Now that we have described above the way to compute the numeric statistics, the next step is to efficiently group samples by several features instead of a single feature. We built perfect hashes for feature combinations from source ones to accomplish this. This is done efficiently with standard GPU techniques: RadixSort + Scan + Scatter/Gather.

Performance

The next part of this post contains different comparisons that show performance of the library.

Below we will describe in details when it is efficient to use GPUs instead of CPUs for training. Need to say that comparing different ML frameworks on GPUs is a challenge that is beyond the scope of this post; we refer an interested reader to a recent paper «Why every GBDT speed benchmark is wrong» that goes into related issues in detail.

CPU vs GPU

The first benchmark shows the speed comparison of CPU versus GPU. For this benchmark we have used a dual-socket Intel Xeon E5-2660v4 machine with 56 logical cores and 512GB of RAM as a baseline and several modern GPUs (Kepler K40, Maxwell M40, Pascal GTX 1080Ti and Volta V100) as competitors.
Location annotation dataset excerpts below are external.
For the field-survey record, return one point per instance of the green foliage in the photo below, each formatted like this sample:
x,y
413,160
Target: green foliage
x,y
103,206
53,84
The CPU used in this comparison is very powerful; more mainstream CPUs would show larger differences relative to GPUs.

We couldn’t find a big enough openly available dataset to measure performance gains on GPUs, because we wanted to have a dataset with huge numbers of objects to show how the speedup changes when the dataset grows. So, we’ve used an internal Yandex dataset with approximately 800 ordered features and different sample counts. You can see the results of this benchmark in figure 9.

GPU speedup chart — Figure 9. Relative speed-ups of GPUs compared to dual-socket Intel Xeon E5-2660v4 server.
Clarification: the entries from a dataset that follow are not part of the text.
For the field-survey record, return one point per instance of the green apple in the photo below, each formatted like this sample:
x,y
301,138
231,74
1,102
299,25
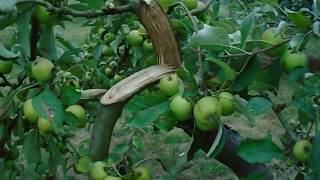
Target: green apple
x,y
207,112
112,178
5,67
141,173
88,76
181,108
134,38
109,37
227,102
169,85
147,45
291,60
108,71
117,78
270,37
78,111
43,15
301,150
45,125
97,172
164,4
191,4
29,111
84,164
42,69
107,51
113,64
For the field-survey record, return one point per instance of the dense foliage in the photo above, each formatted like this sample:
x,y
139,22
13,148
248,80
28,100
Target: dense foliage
x,y
236,55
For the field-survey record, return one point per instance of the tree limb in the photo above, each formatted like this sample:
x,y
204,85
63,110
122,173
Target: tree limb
x,y
107,10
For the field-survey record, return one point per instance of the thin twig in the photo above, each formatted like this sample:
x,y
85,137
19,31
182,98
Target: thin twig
x,y
255,52
107,10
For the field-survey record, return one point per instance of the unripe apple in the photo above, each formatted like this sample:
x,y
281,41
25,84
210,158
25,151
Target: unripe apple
x,y
291,60
45,125
134,38
227,103
5,67
83,165
169,85
181,108
29,111
107,51
147,45
113,64
301,150
97,172
78,111
43,15
117,78
270,37
109,37
207,112
42,69
108,71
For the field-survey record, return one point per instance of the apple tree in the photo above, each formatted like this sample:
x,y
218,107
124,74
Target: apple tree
x,y
154,66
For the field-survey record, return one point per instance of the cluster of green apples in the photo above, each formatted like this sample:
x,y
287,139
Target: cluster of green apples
x,y
98,170
289,59
42,72
206,111
46,125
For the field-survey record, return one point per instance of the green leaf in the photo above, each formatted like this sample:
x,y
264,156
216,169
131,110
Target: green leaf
x,y
305,105
32,147
214,38
139,103
48,106
97,4
247,76
48,43
6,54
69,95
166,122
146,109
316,28
24,32
241,106
272,2
299,19
147,116
229,73
258,105
296,41
259,151
7,6
246,28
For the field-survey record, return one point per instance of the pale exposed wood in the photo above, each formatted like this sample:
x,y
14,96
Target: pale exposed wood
x,y
161,34
134,83
92,93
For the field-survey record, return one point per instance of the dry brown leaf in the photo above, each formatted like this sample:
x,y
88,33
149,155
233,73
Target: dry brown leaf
x,y
134,83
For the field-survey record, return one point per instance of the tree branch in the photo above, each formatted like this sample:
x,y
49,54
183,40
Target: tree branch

Even a powerful CPU can’t beat a Kepler K40 on large datasets. Volta demonstrates an even more impressive gain, almost 40 times faster than the CPU, without any Volta-specific optimizations.

For multi-classification mode, we see even greater performance gains. Some of our internal datasets which include 200 features, 4659476 objects and 80 classes train on a Titan V 90 to 100 times faster than the CPU.

The main takeaway from this chart: the more data you have, the bigger the speedup. It makes sense to use GPU starting from some tens of thousands of objects. The best results from GPU are observed with big datasets containing several million examples.

Distributed learning

CatBoost can be efficiently trained on several GPUs in one machine. However, some of our datasets at Yandex are too big to fit into 8 GPUs, which is the maximum number of GPUs per server.

NVIDIA announced servers with 16 GPUs with 32GB of memory on each GPU at the 2018 GTC, but dataset sizes become bigger each year, so even 16 GPUs may not be enough. This prompted us to implement the first open source boosting library with computation on distributed GPUs, enabling CatBoost to use multiple hosts for accelerated learning.

Computations scale well over multiple nodes. The chart below shows the training time for the first 200 iteration of some Yandex production formulas in different setups: one machine with onboard GPUs, connected with PCIe, two machines, with 2,4 or 8 GPUs per machine, connected via 1GbE, and two systems with 2,4, or 8 GPUs, connected with Mellanox InfiniBand 56Gb.

CatBoost achieves good scalability as shown in the chart in figure 10. On 16 GPUs with InfiniBand, CatBoost runs approximately 3.75 faster than on 4 GPUs. The scalability should be even better with larger datasets. If there is enough data, we can train models on slow 1GbE networks, as two machines with two cards per machine are not significantly slower than 4 GPUs on one PCIe root complex.

Multi-GPU scalability chart — Figure 10. CatBoost scalability for multi-GPU learning with different GPU interconnections (PCI, 1GbE, Mellanox InfiniBand)

Conclusion

In this post we have described the CatBoost algorithm and basic ideas we’ve used to build its GPU version. Our GPU library is highly efficient and we hope that it will provide great benefits for our users. It is very easy to start using GPU training with CatBoost and you can train models using Python, R or, command line binary, which you can review in our documentation. Give it a try!